If the source SRT contains
[inaudible]
or
[unclear]
:
  • Translate the surrounding context naturally.
  • Keep the bracketed marker in the target SRT (don't invent content).
  • If a
    [unclear]
    chunk makes a cue ungrammatical in the target language, leave it bracketed and add a note in the response (not in the SRT file).
若源SRT文件包含
[inaudible]
[unclear]
  • 自然翻译上下文内容。
  • 在目标SRT文件中保留带括号的标记(不要编造内容)。
  • [unclear]
    片段导致目标语言字幕块语法不通,保留括号标记并在回复中添加说明(不要添加到SRT文件中)。

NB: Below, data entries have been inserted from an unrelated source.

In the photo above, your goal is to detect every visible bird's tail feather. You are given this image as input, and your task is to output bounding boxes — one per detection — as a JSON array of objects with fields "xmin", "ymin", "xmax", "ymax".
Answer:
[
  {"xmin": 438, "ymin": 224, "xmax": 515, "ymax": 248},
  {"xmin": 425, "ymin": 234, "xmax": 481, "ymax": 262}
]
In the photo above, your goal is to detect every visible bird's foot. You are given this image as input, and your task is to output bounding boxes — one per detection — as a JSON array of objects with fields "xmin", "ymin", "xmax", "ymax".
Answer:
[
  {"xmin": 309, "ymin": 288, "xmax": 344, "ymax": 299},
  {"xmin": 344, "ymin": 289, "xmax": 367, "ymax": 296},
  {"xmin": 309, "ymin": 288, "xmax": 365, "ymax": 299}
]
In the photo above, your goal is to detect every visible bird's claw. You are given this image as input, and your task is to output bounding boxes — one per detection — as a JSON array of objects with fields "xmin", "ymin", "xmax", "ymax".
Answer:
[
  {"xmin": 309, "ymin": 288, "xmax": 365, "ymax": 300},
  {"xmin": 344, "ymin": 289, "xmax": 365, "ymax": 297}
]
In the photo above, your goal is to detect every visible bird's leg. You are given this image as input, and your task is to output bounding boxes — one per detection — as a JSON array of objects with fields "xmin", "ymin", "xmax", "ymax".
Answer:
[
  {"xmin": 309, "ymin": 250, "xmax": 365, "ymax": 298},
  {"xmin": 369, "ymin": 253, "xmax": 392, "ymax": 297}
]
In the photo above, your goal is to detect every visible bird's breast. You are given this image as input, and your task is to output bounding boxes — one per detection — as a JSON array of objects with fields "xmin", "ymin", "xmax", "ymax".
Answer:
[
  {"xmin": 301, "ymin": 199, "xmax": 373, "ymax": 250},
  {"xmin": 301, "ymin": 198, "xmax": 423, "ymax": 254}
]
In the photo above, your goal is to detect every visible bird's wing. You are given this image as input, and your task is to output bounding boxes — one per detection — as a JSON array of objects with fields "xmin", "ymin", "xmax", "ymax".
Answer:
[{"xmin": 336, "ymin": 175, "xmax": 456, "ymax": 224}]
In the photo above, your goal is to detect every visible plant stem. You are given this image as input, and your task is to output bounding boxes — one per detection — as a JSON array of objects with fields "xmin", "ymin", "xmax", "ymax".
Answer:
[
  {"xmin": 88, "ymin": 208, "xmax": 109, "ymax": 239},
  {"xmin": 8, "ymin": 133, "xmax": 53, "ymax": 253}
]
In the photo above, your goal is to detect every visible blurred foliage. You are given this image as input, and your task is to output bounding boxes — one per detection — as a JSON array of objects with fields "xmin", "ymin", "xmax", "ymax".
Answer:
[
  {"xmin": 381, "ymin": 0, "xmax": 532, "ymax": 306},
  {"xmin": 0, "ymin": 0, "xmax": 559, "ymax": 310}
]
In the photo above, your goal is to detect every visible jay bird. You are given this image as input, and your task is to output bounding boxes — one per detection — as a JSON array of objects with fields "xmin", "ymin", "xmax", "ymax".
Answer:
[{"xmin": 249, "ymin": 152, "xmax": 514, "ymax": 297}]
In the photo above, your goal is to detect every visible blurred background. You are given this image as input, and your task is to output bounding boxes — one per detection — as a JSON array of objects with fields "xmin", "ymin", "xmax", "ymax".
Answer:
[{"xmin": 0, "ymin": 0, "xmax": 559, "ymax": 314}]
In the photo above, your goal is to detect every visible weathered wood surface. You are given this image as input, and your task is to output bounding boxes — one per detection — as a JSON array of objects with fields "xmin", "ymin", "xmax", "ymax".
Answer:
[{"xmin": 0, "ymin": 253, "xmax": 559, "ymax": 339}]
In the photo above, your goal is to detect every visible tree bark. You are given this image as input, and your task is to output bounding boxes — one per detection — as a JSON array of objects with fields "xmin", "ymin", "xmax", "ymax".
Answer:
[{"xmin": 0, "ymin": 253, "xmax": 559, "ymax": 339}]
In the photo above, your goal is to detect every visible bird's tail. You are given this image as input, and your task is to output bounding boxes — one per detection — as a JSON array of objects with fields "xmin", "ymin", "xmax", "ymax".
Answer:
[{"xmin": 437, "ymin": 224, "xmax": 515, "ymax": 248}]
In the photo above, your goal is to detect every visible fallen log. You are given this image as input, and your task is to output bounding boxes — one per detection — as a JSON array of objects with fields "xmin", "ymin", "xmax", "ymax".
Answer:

Quality gate before handoff

交付前的质量检查

  • Subtitle numbers are sequential
  • Timestamps are valid (
    HH:MM:SS,mmm
    , no overlap)
  • Milliseconds use commas
  • Translation is natural; speaker tone preserved
  • Line length within platform/cue caps
  • Proper nouns accurate
  • No cue ends mid-clause / mid-phrase
  • No invented content
  • 字幕编号连续递增
  • 时间戳有效(格式为
    HH:MM:SS,mmm
    ,无重叠)
  • 毫秒部分使用逗号
  • 翻译自然,说话者语气得以保留
  • 行长度符合平台/字幕块限制
  • 专有名词准确
  • 无字幕块在从句/短语中途结束
  • 无编造内容

Downstream

下游流程

  • /wjs-burning-subtitles
    — burn this SRT onto the video, or soft-mux as a togglable track.
  • /wjs-dubbing-video
    — generate a TTS voice dub from this SRT, time-aligned to the original timing.
  • For bilingual playback: most platforms can soft-mux multiple subtitle tracks, but if you need bilingual visible at once, burn the
    *.source-target.srt
    directly via
    /wjs-burning-subtitles
    .
  • /wjs-burning-subtitles
    — 将此SRT文件烧录到视频上,或作为可切换轨道进行软封装。
  • /wjs-dubbing-video
    — 基于此SRT文件生成TTS语音配音,并与原始时间对齐。
  • 双语播放:大多数平台可软封装多个字幕轨道,但如果需要同时显示双语字幕,直接通过
    /wjs-burning-subtitles
    烧录
    *.source-target.srt
    文件即可。

Common pitfalls

常见误区

  • Letting the cue end mid-sentence after translation. The source's silence-aligned cues are unsafe boundaries; re-segment at punctuation, always.
  • Filler demonstratives in Chinese output. MT inserts 「这」/「那」 because the source had
    eso/that
    . Delete them aggressively.
  • Period milliseconds. Whisper local writes
    .mmm
    ; SRT spec is
    ,mmm
    . Always normalize.
  • Translating proper nouns. Brand names, place names, technical terms — leave as-is or use the conventional target-language version (e.g., "OpenAI" stays, "New York" → "纽约").
  • Over-shortening for cue caps. If a line is genuinely longer than the cap, split into two cues with interpolated timestamps; don't drop meaning to fit the cap.
  • Forgetting to do re-segmentation when no dub is requested. The punct-bounded SRT is also better for reading — line endings at natural pauses match how viewers scan. Re-segment even when burn-only.
  • 翻译后字幕块在语句中途结束。源文件按沉默对齐的字幕块是不安全的边界;必须始终按标点重新分段。
  • 中文字幕输出中出现填充性指示代词。机器翻译会因原文有
    eso/that
    而插入「这」/「那」,需果断删除。
  • 毫秒部分使用句号。本地Whisper输出使用
    .mmm
    ;SRT规范要求使用
    ,mmm
    。务必统一格式。
  • 翻译专有名词。品牌名称、地名、技术术语——保留原样或使用目标语言中的通用译法(例如“OpenAI”保留原名,“New York”→“纽约”)。
  • 为符合字幕块限制过度缩短内容。若某行确实超出限制,将其拆分为两个带插入时间戳的字幕块;不要为了适配限制而删减含义。
  • 未请求配音时忘记重新分段。按标点分段的SRT文件也更便于阅读——在自然停顿处换行符合观众的阅读习惯。即使仅制作硬字幕,也要进行重新分段。